Les lignes 9 et 27 garderont leur PCR jusqu'au 1er octobre 1960, le 16 en aura jusqu'au 13 mai 1963 et le 25 conservera les siens jusqu'au 16 juin 1963. Mais il y en aura encore PCR en service commercial jusqu'au 10 décembre 1963, sur la navette 4B (Perrache - Ecole de Santé) au début de la reconstruction du Pt Gallieni.

3 PCR (1201, 1204 et 1262) seront transformés en voiture-école en 1961 et ne seront réformés qu'en 1968.

Autobus Chausson ASHU 50

En raison de leur utilisation massive par la RATP, les autobus Chausson équipèrent de nombreux autres réseaux dans les années 50 et au début des années 60. Les TCRL n'en achèteront que 15 (numérotés 1401-1415) de type ASHU 50 (moteur Somua) dits "nez de cochon" (à cause du capot moteur prohéminent). Légèrement plus puissants que les PCR, ils étaient sensiblement de même taille (10 m) mais offraient 10 places de plus (dont 21 assises) en raison de la position de la porte AV (la surface à droite du conducteur était inutilisée dans les PCK et les PCR). Comme sur les PCR, les 3 portes, en configuration 4-2-2, étaient à commande pneumatique automatique.

Néanmoins, ils étaient peu confortables (mauvaise suspension) et malgré des baies latérales sur le pavillon, celui-ci était trop bas pour les voyageurs debout (hauteur intérieure maximale 2 m).

Ces voitures avaient été commandés pour remplacer les PCR prévus lors de la suppression des tramways du 28 dans un délai raisonnable après la fermeture du pont de la Guillotière. Elles seront mises en service le 20 septembre 1951 et circuleront sur la ligne jusqu'à son passage en trolleybus le 21 avril 1954.

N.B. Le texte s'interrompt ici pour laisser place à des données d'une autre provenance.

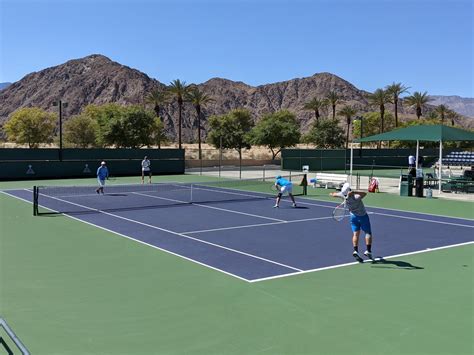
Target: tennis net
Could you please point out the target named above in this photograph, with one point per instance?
(85, 199)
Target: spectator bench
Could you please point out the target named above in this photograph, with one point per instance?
(328, 180)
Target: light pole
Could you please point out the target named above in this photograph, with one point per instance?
(361, 119)
(60, 105)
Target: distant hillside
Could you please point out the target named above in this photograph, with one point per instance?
(462, 105)
(96, 79)
(4, 85)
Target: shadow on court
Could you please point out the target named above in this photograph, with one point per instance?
(382, 263)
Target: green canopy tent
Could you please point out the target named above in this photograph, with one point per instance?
(427, 133)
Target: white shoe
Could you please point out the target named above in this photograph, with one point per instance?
(357, 256)
(368, 254)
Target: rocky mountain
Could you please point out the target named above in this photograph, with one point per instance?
(462, 105)
(91, 80)
(4, 85)
(97, 80)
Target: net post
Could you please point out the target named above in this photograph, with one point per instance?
(35, 200)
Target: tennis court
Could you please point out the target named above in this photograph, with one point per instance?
(126, 273)
(231, 227)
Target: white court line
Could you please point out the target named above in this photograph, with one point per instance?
(176, 233)
(423, 220)
(211, 207)
(256, 225)
(427, 250)
(130, 238)
(374, 207)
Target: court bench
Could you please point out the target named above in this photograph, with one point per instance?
(329, 180)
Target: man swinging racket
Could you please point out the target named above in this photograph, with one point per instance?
(282, 185)
(359, 218)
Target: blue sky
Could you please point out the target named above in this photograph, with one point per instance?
(425, 44)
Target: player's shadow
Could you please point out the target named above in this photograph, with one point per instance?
(382, 263)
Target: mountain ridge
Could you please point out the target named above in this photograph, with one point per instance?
(96, 79)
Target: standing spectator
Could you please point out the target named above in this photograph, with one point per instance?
(102, 174)
(411, 166)
(146, 169)
(421, 160)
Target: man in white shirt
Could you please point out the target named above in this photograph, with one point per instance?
(146, 169)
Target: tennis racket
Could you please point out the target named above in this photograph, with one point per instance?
(275, 188)
(340, 212)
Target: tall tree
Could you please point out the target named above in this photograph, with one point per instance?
(232, 130)
(380, 98)
(199, 99)
(333, 99)
(276, 131)
(418, 100)
(179, 90)
(31, 125)
(315, 105)
(442, 110)
(395, 90)
(348, 112)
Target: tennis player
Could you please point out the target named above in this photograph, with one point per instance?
(102, 174)
(359, 219)
(283, 186)
(146, 169)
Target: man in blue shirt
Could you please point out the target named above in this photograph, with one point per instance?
(283, 186)
(102, 174)
(359, 219)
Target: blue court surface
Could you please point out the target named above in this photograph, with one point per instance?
(246, 237)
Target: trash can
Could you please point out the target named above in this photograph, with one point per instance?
(419, 187)
(406, 185)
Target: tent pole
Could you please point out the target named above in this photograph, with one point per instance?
(417, 150)
(352, 160)
(440, 162)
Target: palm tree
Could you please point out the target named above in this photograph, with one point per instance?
(179, 90)
(395, 90)
(315, 105)
(452, 115)
(418, 100)
(348, 112)
(442, 110)
(333, 99)
(157, 98)
(379, 98)
(199, 99)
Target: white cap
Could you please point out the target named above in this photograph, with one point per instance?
(345, 189)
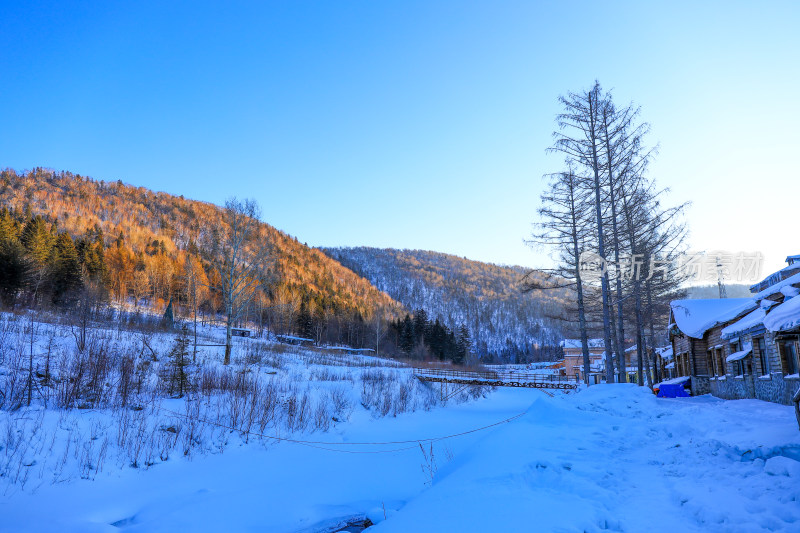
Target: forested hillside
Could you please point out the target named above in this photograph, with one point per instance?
(486, 298)
(61, 232)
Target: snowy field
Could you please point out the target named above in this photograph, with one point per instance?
(609, 458)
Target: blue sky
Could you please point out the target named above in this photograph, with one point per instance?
(408, 124)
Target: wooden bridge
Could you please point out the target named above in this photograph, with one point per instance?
(496, 379)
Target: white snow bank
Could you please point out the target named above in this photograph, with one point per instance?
(615, 457)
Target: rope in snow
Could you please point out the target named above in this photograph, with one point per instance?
(321, 444)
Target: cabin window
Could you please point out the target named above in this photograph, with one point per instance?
(720, 362)
(712, 370)
(788, 351)
(760, 345)
(740, 366)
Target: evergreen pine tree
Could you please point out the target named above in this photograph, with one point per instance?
(66, 277)
(175, 375)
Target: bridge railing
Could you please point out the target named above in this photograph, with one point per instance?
(492, 375)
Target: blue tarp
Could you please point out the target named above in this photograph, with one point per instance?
(675, 390)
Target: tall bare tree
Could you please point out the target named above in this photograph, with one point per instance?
(240, 257)
(579, 139)
(564, 213)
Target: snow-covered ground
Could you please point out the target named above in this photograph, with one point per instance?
(611, 457)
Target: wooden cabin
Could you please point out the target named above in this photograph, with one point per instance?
(573, 359)
(742, 347)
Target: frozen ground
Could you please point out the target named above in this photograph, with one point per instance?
(607, 458)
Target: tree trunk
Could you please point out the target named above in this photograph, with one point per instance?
(228, 336)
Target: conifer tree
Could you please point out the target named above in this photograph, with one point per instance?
(66, 277)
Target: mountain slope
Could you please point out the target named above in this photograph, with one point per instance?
(486, 298)
(148, 236)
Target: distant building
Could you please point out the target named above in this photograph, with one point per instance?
(741, 347)
(573, 358)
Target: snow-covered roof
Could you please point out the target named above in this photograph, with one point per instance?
(576, 343)
(776, 288)
(785, 316)
(695, 317)
(665, 352)
(751, 320)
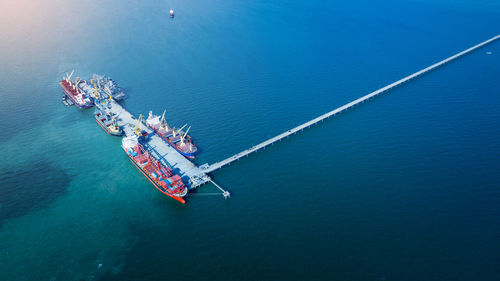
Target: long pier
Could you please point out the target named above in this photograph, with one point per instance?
(215, 166)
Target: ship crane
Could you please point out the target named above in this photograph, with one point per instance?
(138, 126)
(163, 124)
(68, 77)
(96, 93)
(184, 136)
(178, 131)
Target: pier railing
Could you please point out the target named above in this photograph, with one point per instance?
(235, 157)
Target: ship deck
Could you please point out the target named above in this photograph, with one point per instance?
(192, 175)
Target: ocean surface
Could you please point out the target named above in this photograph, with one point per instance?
(403, 187)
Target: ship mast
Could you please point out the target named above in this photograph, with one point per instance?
(184, 136)
(138, 126)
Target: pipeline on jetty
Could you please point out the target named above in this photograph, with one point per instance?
(215, 166)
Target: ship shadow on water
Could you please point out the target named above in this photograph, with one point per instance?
(28, 189)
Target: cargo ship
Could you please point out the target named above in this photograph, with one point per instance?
(160, 176)
(107, 123)
(74, 93)
(178, 139)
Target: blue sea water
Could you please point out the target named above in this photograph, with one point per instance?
(404, 187)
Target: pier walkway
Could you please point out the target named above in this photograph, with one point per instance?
(210, 168)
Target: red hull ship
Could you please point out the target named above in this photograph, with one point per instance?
(159, 175)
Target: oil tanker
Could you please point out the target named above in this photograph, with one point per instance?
(74, 93)
(160, 176)
(177, 138)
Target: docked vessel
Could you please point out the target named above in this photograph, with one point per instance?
(107, 122)
(74, 93)
(100, 86)
(160, 176)
(177, 138)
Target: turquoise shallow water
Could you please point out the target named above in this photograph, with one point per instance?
(404, 187)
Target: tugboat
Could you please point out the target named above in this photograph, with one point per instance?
(178, 139)
(74, 93)
(160, 176)
(107, 123)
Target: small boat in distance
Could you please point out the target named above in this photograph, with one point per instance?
(162, 177)
(74, 93)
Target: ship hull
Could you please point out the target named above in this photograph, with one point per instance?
(190, 155)
(161, 189)
(106, 129)
(70, 96)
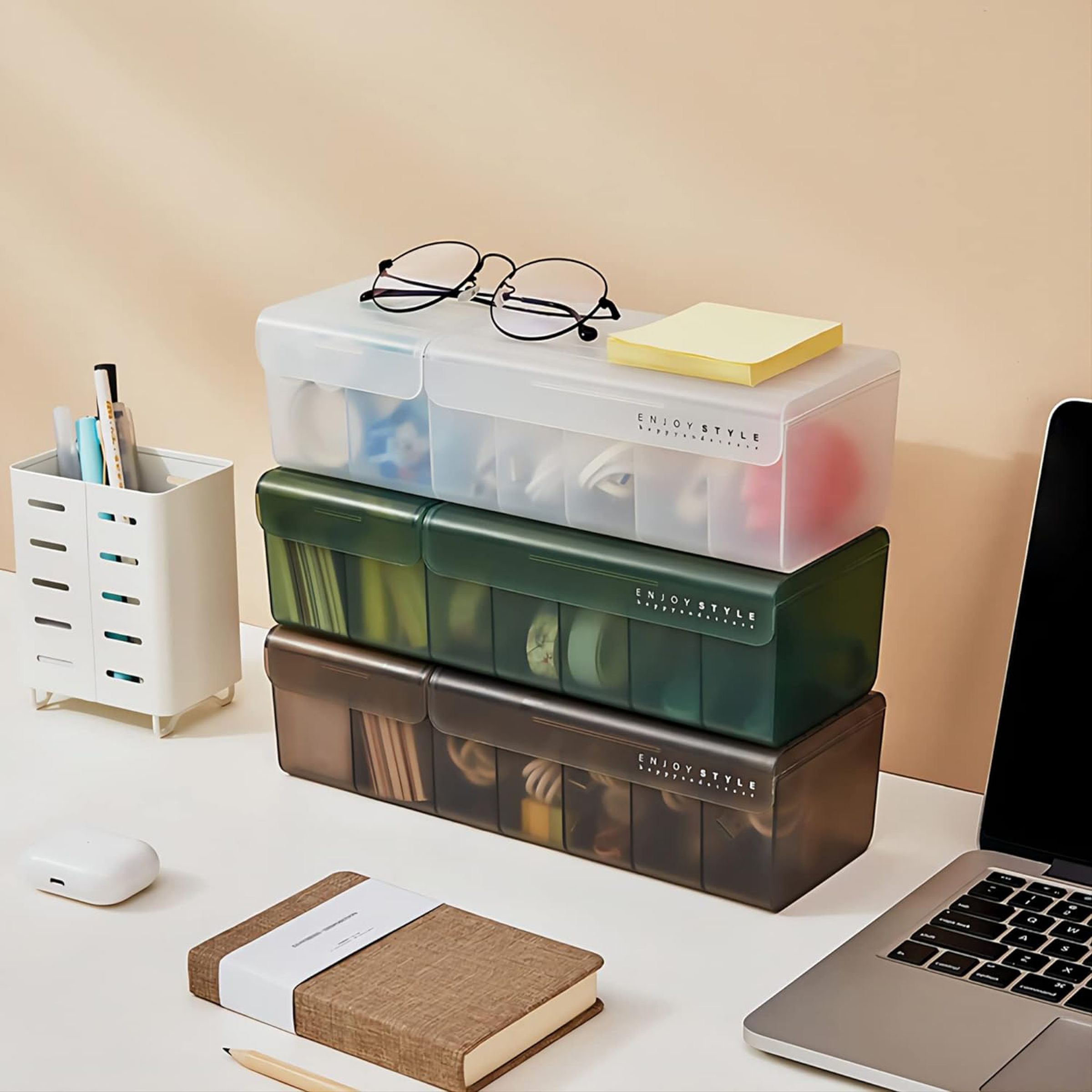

Comme le reste de la série, le Chausson ASHU n° 1405 avait été mis en service sur la ligne 28
Photo: OTL (collection JM-C)

La majorité sera alors mutée sur le 27, celles en surplus seront alors garées quelques semaines avant de compléter la flotte de PCR qui se substitueront aux tramways du 7 le 6 juillet 1954. On les retrouvera aussi plus tard sur le 27.

Le 1er septembre 1957, le 24 récupère des autobus à grande capacité qui étaient sur le 18, ce qui permet de remplacer 12 des ASHU qui n'ont pourtant que 6 ans mais peuvent être facilement transformés (sans démontage de la cabine du receveur) pour l'exploitation à agent seul en raison de la position de leur porte avant dans le porte à faux.

Le 27 en garde donc provisoirement 3 (1413-1415) en panachage avec les PCR, jusqu'au 31 mars 1959. Les autres seront provisoirement utilisés en service spéciaux et transformés progressivement, les premiers à 1 agent étant mis en service sur la ligne 12 ter puis les suivants sur la ligne 36 qui sera prolongée par étapes et en recevra d'abord à St Simon le 16 novembre 1959 puis à Audibert le 2 mai 1960.

Après un nouveau prolongement le 14 novembre 1960, la ligne 36 n'est plus alors exploitée en Chausson ASHU et toutes les 15 voitures recevront 12 sièges supplémentaires et seront affectées après le 2 janvier 1961 aux lignes suburbaines de Vaise: 17, D, TS et 5B.

Certaines (1401-1403) termineront leur carrière sur la navette Grange-Blanche - Rond Pt de Parilly créée à l'occasion de l'ouverture des Nouvelles Galeries en 1962. Les dernières réformes interviendront le 02/04/1966 et 5 voitures seront transformées en dépanneuses (1401, 1403, 1412, 1413 et 1415).